SPANISH medics have warned of the risks to women over 40 who decide to have children, especially where this will be their first – and report that one in five first-time mums in Spain are at least 40 years old.

The financial crisis, unemployment or job insecurity, low wages and difficulties in getting mortgages without a huge deposit have all meant that in the last 10 years or so, the average age of a first-time mother in Spain has been rising sharply – in fact, first-time mums in Spain are among the oldest in Europe.

Back in 2004, the average woman had her first child at age 31, but now, more than half are aged at least 35 and 20% are over 40.

Recently, a well-known celebrity in Spain announced she was pregnant for the first time at the age of 47.

Doctors at the private Sanitas hospital in the La Zarzuela area of Madrid say that among the general population, the risk of conceiving a foetus with chromosome alterations – the most common being Down's Syndrome – is 1%, but this rises to 6% for mothers over 40.

Older mothers are generally very aware of this and foetal disorders are among their biggest fears, says head of the research, Dr Gloria Estaca.

In women of this age, blood and amniotic fluid samples are taken and tested regularly in mothers past their early 30s, and many request these tests 'out of anxiety', Dr Estaca reveals.
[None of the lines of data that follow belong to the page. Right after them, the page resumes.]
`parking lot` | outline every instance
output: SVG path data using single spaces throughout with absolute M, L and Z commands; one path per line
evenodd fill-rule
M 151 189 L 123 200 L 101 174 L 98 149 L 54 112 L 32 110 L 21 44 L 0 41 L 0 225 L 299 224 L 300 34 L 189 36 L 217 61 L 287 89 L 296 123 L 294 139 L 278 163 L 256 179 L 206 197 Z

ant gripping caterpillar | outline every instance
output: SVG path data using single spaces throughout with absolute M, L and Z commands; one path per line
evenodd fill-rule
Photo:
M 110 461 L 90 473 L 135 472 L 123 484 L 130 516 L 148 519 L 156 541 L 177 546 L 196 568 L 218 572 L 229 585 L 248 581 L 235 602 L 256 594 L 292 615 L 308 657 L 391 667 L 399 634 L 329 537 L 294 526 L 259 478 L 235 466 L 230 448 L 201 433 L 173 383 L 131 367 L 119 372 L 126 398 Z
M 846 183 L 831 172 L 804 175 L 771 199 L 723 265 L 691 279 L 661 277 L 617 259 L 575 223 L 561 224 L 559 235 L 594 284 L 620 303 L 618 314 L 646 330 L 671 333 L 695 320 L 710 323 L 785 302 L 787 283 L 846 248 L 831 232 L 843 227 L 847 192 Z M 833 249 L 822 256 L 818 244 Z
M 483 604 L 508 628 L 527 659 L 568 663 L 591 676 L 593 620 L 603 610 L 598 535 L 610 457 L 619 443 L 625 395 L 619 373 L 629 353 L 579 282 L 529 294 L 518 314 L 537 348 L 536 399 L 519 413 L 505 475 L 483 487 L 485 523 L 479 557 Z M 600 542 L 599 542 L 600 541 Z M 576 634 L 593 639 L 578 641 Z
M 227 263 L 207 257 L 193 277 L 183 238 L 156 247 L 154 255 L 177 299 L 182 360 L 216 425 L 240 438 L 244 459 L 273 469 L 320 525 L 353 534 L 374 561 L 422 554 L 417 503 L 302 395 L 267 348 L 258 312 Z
'Structural' deformities in the foetus in mothers over 40 are also more common, with their risk rising from 2.5% among younger mums to 3.7% among older ones, according to the Spanish Menopausal Research Association (AEEM) at its National Conference.

Up to a third of pregnancies in mothers aged 40-plus are considered 'high-risk', and 10% of these showed chromosome alterations.

Dr Estaca says a decision to become pregnant after 'a certain age' should be thought through very thoroughly, and full information about possible risks and complications should be studied first.